The Four Seasons is his best known series.

  • Spring” is composed mainly of flowers, the skin of the face and lips are rose petals and buds, the hair is a colourful bouquet, the eyes are belladonna berries. A daisy necklace adorns the neck, while the body is covered in a vast jungle of leaves of different shapes.
  • Summer” is made up from fruits and vegetables. Cherries adorn the border of her hair and also make up her upper lip; the cheek is made of a peach, the nose of a cucumber, the ear is an aubergine and her eyebrow is a piece of wheat. Her dress is made of straw and an artichoke decorates her chest.
  • Autumn” is represented by fruit and vegetables bursting from a partially destroyed barrel. His face is made of apples and pears, his chin is a pomegranate, the ear is a mushroom with a fig-shaped earring. The lips and mouth are made of chestnuts, bunches of grapes depict his hair, and his hat is a pumpkin.
  • Winter” is an old man whose skin has wrinkles and abrasions represented by a gnarled tree trunk, his thin beard is composed of small roots and the mouth is two mushrooms. His hair is a tangle of branches and his bare figure is enlivened only by the lemon and orange, hanging from the chest.

The Four Elements is a series of four oil paintings created in 1566, for Maximillian III, Holy Roman Emperor. The paintings depict human faces in profile made up from different animals and objects. The series attempts to express the creation of harmony from chaos by the careful arrangement of the wild animals to form portraits whilst also praising Maximilian by suggesting that he is a ruler who controls even the four primal elements.

  • Water” features a chaotic mess of sea creatures to create a woman’s face. Her breast plate is a crab, turtle and lobster along with an octopus on her shoulder. The animals that make up her head are obscure but a clear crown is formed by the spines on the back of a fish and long pieces of coral. A pearl necklace lies across her neck framing her face and completing the pattern of order from confusion. She also wears a pearl earring.
  • Fire” is formed flint and steel for the nose and ear, burning wood creates a crown of glowing hair and guns create the main part of the body. The torso is decorated by The Order of the Golden Fleece and the double headed eagle, a symbol of the Holy Roman Empire. The two large cannons refer to the strength of the Habsburg armies in their ongoing war with the Turks.
  • Air” displays a cornucopia of small birds which create a slender male face. The body is formed by a peacock; the goatee is a tail of a pheasant, and a duck forms the eyelids. The eagle and peacock are symbols of the Habsburg dynasty.
  • Earth” is formed by skilfully blended land animals curving together to create a strong, thick face. Antlered creatures surround the head like a crown. An elephant creates the cheek and ear while a wolf eating a mouse forms the eyelid and pupil. A full cow represents the neck and, the lion and the fleece are references to the Habsburg dynasty.
The Librarian
The Librarian

THE LIBRARIAN (1566)

“The Librarian” is thought to be a portrait of Wolfgang Lazius, a humanist and historian who served Holy Roman Emperors of the House of Habsburg. It is one his early works from a series of portraits depicting members of the Emperor’s entourage, also in the series is “The Jurist” and “the chef”. Arcimboldo used objects that signified the book culture at that time. Animal tails, which became the beard of the portrait, were used as dusters.

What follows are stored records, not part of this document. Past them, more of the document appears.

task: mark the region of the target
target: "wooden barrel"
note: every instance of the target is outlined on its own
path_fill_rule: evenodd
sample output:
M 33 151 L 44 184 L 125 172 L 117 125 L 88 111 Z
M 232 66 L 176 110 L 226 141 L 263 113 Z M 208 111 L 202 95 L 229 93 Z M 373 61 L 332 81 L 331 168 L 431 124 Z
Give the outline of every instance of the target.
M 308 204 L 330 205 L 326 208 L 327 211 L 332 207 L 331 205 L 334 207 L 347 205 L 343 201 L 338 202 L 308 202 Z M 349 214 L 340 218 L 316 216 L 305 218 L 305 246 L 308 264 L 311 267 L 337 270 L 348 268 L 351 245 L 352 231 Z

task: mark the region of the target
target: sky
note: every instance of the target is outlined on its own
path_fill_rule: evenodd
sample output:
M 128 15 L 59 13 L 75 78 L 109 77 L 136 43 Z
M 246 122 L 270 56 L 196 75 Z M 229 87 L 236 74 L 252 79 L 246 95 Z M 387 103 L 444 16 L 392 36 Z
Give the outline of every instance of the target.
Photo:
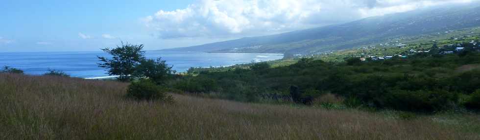
M 473 1 L 2 0 L 0 52 L 187 47 Z

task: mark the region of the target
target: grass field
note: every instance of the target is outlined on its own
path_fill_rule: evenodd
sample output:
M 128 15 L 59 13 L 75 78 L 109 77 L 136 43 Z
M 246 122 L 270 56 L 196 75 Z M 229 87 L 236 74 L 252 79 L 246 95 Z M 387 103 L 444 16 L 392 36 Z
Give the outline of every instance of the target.
M 127 83 L 0 74 L 1 140 L 479 140 L 475 114 L 383 113 L 173 94 L 123 98 Z

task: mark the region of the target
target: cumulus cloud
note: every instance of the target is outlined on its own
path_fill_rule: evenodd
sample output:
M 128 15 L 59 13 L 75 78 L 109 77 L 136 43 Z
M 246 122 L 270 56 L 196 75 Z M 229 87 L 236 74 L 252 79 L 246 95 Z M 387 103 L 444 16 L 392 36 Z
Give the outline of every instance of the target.
M 13 42 L 13 40 L 4 39 L 3 37 L 0 37 L 0 44 L 9 44 Z
M 475 0 L 203 0 L 144 18 L 162 39 L 258 35 Z
M 36 44 L 37 44 L 38 45 L 46 45 L 51 44 L 51 42 L 37 42 L 37 43 L 36 43 Z
M 80 37 L 80 38 L 84 39 L 90 39 L 92 38 L 92 36 L 84 34 L 82 33 L 78 33 L 78 36 Z
M 106 39 L 115 39 L 117 38 L 110 34 L 103 34 L 102 35 L 102 37 Z

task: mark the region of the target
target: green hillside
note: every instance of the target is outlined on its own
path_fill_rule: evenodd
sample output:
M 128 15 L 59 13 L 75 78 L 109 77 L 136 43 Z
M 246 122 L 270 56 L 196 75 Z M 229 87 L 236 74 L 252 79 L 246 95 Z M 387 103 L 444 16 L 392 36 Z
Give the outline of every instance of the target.
M 312 54 L 377 45 L 392 40 L 407 43 L 425 36 L 448 35 L 451 32 L 480 26 L 478 11 L 478 5 L 415 11 L 278 35 L 163 50 Z

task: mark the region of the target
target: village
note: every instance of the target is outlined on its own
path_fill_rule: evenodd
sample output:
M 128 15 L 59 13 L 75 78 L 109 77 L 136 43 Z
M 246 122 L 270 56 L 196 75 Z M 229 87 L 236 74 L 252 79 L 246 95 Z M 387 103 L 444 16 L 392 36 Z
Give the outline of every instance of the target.
M 435 42 L 435 40 L 432 40 Z M 382 45 L 384 45 L 382 44 Z M 406 46 L 406 44 L 397 44 L 398 46 Z M 379 60 L 393 59 L 394 58 L 408 58 L 408 56 L 412 56 L 421 54 L 429 55 L 447 55 L 455 53 L 460 53 L 464 51 L 480 51 L 480 43 L 475 40 L 472 40 L 468 43 L 457 43 L 450 45 L 445 45 L 443 47 L 437 47 L 436 43 L 434 43 L 431 49 L 428 50 L 415 50 L 411 49 L 407 54 L 398 54 L 391 56 L 358 56 L 361 61 L 367 60 Z

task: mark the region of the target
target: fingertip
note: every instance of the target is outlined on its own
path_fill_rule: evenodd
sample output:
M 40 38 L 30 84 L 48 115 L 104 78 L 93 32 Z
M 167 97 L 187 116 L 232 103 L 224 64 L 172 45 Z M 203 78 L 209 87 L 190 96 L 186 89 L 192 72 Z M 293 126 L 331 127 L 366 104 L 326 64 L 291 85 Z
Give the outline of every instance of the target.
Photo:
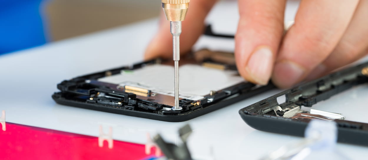
M 276 62 L 272 79 L 273 84 L 281 88 L 293 86 L 305 77 L 305 69 L 301 66 L 289 61 Z

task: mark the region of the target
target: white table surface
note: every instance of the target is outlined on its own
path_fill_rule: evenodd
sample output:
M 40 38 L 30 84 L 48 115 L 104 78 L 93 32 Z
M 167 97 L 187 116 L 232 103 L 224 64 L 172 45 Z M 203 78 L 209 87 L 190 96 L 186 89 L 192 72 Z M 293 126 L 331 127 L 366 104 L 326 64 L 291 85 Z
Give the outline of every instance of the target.
M 208 21 L 215 32 L 233 33 L 238 17 L 236 2 L 220 4 Z M 286 20 L 293 18 L 297 3 L 289 5 Z M 233 18 L 224 18 L 230 17 L 225 14 Z M 141 61 L 157 23 L 156 19 L 147 20 L 0 56 L 0 110 L 6 110 L 7 121 L 94 136 L 98 136 L 100 125 L 106 132 L 107 127 L 112 126 L 114 139 L 141 143 L 146 142 L 147 133 L 152 135 L 157 132 L 178 143 L 178 128 L 189 123 L 194 130 L 188 142 L 192 154 L 208 159 L 256 160 L 284 144 L 301 140 L 255 130 L 238 115 L 240 109 L 278 93 L 278 90 L 181 123 L 63 106 L 51 98 L 57 91 L 56 84 L 63 80 Z M 216 48 L 218 44 L 226 44 L 220 48 L 233 48 L 233 42 L 220 41 L 202 37 L 195 48 Z M 316 106 L 343 113 L 347 120 L 367 123 L 364 114 L 368 113 L 364 107 L 367 89 L 366 85 L 355 87 Z M 339 143 L 337 148 L 351 159 L 368 157 L 367 147 Z

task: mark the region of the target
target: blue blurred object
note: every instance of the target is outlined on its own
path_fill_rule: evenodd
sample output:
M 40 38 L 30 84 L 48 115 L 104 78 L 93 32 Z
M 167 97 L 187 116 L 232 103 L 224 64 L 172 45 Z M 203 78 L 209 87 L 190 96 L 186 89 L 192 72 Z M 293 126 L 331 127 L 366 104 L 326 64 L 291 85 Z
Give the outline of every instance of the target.
M 0 0 L 0 55 L 45 44 L 42 0 Z

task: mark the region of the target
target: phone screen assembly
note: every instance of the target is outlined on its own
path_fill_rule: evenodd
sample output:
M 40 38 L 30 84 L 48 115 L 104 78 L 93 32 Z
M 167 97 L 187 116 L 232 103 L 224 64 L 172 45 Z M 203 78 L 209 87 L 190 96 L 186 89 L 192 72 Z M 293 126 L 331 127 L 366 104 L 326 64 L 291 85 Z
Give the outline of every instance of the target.
M 178 122 L 224 107 L 274 88 L 245 81 L 234 54 L 201 50 L 181 58 L 180 106 L 174 105 L 172 60 L 156 59 L 64 80 L 57 103 L 127 116 Z
M 367 83 L 366 62 L 287 90 L 244 108 L 239 113 L 247 124 L 256 129 L 301 137 L 311 120 L 334 121 L 338 125 L 338 141 L 368 146 L 368 124 L 346 120 L 341 114 L 312 107 L 334 95 Z M 278 99 L 282 97 L 284 101 L 278 102 Z M 343 106 L 359 112 L 358 108 L 348 103 Z

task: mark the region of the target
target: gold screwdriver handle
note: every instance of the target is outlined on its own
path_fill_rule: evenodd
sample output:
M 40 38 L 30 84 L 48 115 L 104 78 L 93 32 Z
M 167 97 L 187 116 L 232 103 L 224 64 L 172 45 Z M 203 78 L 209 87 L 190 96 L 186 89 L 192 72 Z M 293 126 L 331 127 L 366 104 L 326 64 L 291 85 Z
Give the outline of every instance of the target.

Not only did Arcimboldo use fruits, vegetables, plants, and animals as objects for the compilations in his paintings, he also used inanimate objects such as books and papers. The Librarian is one such painting. In this painting, Arcimboldo’s subject is obvious: a lover of books made up out of books. This is an example of the painter’s ability to be less literal. Whereas in other paintings, he shaped singular pieces of fruit or meat into the eyes, nose, or curve of the chin, in this painting, the pile of books only resembles a person, and upon closer inspection, the features become less clear. This is an example of Arcimboldo’s great talent of disguising his objects into the form of a person, or as in this case, disguising his person into the form of his objects.